Parlamentarische Diskussionsveranstaltung des BDPK zur PPP-RL

Gesundheitspolitikerinnen des Deutschen Bundestages und Klinikvertreter sprachen bei einer öffentlichen Diskussionsveranstaltung des BDPK über die Auswirkungen einer Richtlinie des Gemeinsamen Bundesausschusses (GBA), mit der die Personalausstattung in psychiatrischen und psychosomatischen Krankenhäusern festgelegt werden soll.
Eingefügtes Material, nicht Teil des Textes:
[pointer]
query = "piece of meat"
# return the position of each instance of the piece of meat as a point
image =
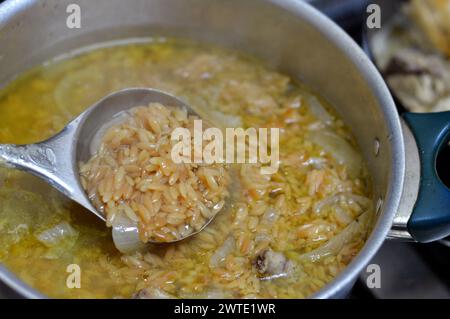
(271, 265)
(421, 81)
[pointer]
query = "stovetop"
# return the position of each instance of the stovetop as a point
(408, 270)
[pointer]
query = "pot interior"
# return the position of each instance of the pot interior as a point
(288, 35)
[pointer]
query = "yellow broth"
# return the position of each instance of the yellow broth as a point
(41, 102)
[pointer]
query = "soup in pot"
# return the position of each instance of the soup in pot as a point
(279, 235)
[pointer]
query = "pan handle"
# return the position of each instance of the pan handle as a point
(430, 218)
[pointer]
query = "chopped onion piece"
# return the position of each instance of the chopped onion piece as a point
(55, 235)
(125, 235)
(335, 244)
(223, 251)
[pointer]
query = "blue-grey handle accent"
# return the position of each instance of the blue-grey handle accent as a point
(430, 219)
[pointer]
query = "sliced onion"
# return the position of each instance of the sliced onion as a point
(57, 234)
(340, 149)
(125, 235)
(335, 244)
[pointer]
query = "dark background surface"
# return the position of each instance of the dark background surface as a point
(408, 270)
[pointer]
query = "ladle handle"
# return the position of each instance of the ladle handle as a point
(38, 159)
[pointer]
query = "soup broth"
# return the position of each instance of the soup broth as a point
(283, 235)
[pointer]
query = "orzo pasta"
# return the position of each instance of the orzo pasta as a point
(284, 235)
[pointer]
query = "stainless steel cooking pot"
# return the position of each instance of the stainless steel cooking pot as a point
(294, 38)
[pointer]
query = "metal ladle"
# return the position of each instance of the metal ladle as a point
(56, 160)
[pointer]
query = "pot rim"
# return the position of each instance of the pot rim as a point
(364, 65)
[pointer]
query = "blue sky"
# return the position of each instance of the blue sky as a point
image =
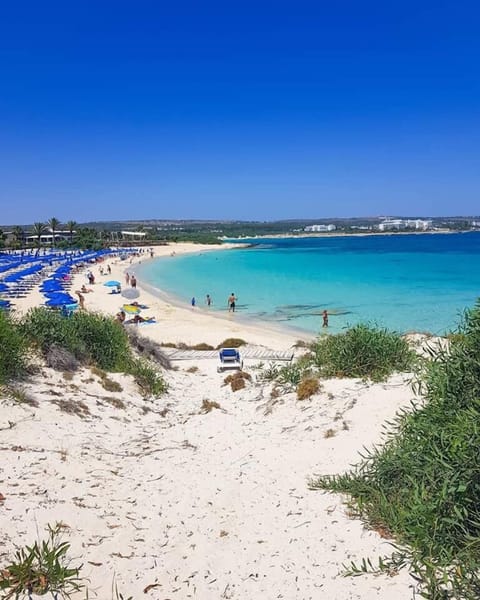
(251, 110)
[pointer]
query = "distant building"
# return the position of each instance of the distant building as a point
(319, 228)
(398, 224)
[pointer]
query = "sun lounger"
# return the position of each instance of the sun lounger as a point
(229, 358)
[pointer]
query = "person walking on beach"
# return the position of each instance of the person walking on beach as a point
(81, 300)
(231, 302)
(325, 318)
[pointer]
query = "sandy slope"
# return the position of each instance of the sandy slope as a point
(207, 506)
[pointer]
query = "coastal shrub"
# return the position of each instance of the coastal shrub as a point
(104, 339)
(41, 569)
(237, 380)
(90, 337)
(423, 486)
(47, 328)
(13, 354)
(289, 376)
(148, 348)
(60, 359)
(232, 343)
(362, 351)
(202, 346)
(307, 388)
(148, 379)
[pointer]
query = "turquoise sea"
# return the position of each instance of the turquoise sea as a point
(404, 282)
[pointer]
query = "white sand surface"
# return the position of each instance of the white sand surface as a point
(200, 505)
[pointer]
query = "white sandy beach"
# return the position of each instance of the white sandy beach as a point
(175, 503)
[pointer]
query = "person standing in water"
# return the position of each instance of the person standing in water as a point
(231, 302)
(325, 318)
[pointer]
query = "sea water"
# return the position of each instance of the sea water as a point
(403, 282)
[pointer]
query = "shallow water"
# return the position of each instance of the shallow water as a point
(403, 282)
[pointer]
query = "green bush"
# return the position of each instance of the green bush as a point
(232, 343)
(148, 379)
(13, 349)
(90, 337)
(362, 351)
(423, 486)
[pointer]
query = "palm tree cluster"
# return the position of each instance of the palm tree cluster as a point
(39, 228)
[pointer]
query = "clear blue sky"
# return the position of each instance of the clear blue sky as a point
(242, 110)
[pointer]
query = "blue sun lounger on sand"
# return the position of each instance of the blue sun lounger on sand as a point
(229, 357)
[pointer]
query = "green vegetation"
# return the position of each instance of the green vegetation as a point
(232, 343)
(148, 379)
(423, 487)
(307, 388)
(92, 338)
(13, 349)
(84, 338)
(41, 569)
(45, 568)
(362, 351)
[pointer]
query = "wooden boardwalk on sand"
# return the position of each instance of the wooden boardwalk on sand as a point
(254, 353)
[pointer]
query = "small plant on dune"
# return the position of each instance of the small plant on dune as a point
(422, 487)
(329, 433)
(232, 343)
(148, 379)
(203, 346)
(237, 380)
(148, 348)
(43, 568)
(363, 351)
(90, 337)
(307, 388)
(13, 349)
(209, 405)
(110, 385)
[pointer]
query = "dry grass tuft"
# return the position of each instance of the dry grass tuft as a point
(209, 405)
(149, 349)
(20, 395)
(203, 346)
(307, 388)
(237, 380)
(110, 385)
(73, 407)
(275, 393)
(116, 402)
(60, 359)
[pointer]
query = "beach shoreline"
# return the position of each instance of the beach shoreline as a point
(165, 496)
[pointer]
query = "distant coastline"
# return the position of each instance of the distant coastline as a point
(326, 234)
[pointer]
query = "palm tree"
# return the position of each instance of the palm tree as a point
(53, 224)
(71, 225)
(18, 233)
(38, 229)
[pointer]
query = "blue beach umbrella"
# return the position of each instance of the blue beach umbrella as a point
(51, 285)
(60, 301)
(112, 283)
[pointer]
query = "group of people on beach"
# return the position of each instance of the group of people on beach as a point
(231, 302)
(131, 280)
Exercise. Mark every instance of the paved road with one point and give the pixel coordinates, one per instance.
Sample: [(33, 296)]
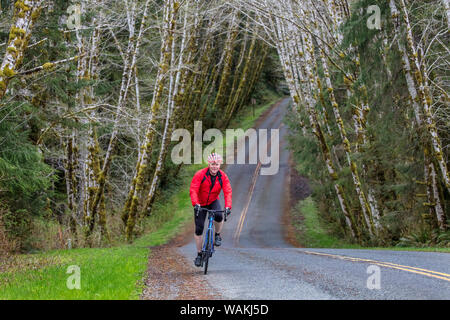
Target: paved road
[(255, 261)]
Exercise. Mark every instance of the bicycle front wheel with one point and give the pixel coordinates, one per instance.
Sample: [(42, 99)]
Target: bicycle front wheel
[(207, 253)]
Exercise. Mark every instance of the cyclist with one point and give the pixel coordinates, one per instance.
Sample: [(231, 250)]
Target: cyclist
[(204, 191)]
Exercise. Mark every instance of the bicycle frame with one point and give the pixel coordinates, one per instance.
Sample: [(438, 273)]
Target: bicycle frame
[(208, 243)]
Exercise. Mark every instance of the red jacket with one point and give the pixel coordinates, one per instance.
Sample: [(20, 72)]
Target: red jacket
[(201, 192)]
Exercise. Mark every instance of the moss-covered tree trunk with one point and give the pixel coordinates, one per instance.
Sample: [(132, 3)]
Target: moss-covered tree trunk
[(131, 206), (25, 14)]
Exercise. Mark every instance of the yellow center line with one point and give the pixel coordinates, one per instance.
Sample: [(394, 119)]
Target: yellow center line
[(244, 211), (240, 225), (426, 272)]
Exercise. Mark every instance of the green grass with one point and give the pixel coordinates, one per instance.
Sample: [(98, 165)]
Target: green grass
[(109, 273), (312, 234), (105, 273)]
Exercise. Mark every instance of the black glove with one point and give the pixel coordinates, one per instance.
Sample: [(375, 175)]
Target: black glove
[(197, 209)]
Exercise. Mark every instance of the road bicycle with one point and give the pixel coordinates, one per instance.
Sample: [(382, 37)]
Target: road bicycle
[(208, 240)]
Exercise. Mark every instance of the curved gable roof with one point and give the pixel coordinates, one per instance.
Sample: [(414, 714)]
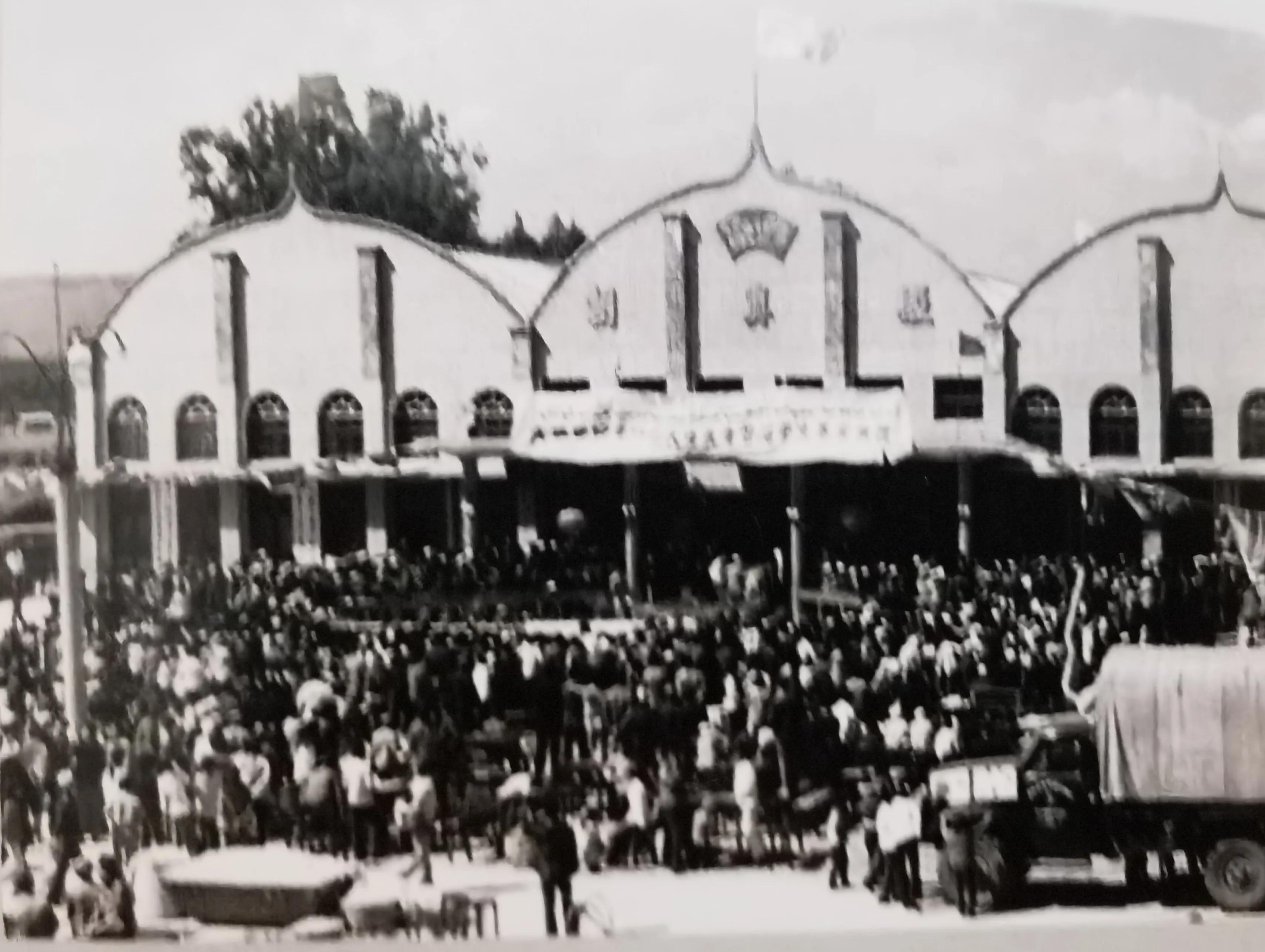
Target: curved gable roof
[(1220, 192), (284, 208), (757, 153)]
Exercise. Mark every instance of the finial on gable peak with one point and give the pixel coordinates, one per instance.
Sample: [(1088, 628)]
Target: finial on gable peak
[(293, 195), (758, 146)]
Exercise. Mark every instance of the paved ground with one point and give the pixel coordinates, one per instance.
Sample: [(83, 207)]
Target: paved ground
[(654, 904), (648, 903)]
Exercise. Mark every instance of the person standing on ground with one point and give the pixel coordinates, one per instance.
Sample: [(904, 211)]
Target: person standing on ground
[(871, 801), (557, 860), (962, 826), (64, 831), (895, 834), (839, 827), (418, 816)]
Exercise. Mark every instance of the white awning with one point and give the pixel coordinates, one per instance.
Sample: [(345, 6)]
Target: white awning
[(781, 428), (715, 477)]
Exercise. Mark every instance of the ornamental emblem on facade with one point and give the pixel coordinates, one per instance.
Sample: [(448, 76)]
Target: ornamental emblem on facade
[(604, 309), (916, 305), (760, 314), (757, 231)]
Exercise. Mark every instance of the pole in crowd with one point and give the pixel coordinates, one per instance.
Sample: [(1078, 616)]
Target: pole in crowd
[(68, 514)]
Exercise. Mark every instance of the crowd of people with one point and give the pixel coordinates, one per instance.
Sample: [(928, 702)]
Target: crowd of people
[(366, 707)]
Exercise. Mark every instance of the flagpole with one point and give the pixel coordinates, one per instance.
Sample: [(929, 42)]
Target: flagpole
[(756, 93)]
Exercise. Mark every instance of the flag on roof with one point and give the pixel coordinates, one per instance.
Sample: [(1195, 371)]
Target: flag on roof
[(782, 35)]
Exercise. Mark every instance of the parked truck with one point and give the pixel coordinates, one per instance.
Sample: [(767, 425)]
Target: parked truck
[(1166, 754)]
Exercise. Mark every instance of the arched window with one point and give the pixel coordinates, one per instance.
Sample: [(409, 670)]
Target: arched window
[(341, 427), (494, 415), (128, 430), (1039, 419), (1252, 427), (197, 437), (267, 428), (417, 418), (1190, 424), (1114, 424)]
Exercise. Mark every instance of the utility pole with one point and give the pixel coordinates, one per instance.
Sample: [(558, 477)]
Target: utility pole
[(70, 601), (66, 504)]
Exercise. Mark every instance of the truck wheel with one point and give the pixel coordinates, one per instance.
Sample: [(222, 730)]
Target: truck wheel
[(1235, 875), (997, 880)]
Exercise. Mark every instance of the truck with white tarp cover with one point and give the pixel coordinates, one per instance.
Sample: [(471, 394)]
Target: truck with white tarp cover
[(1164, 755)]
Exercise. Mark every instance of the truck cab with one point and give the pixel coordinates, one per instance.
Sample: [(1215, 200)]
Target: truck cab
[(1040, 802)]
Bildschirmfoto von der Online-Diskussion am 07.09.2022

Das Bildschirmfoto mit den Klinikvertretern und Politikerinnen. Oberere Reihe (v.l.): Volker Thesing (Asplesios), Thomas Bublitz (BDPK), Dr. Kirsten Kappert-Gonther (Bündnis 90/Die Grünen). Unterere Reihe (v.l.): Daniel Roschanski (Schön-Kliniken), Diana Stöcker (CDU), Dr. med. Christoph Smolenski (Dr. von Ehrenwall´sche Klinik)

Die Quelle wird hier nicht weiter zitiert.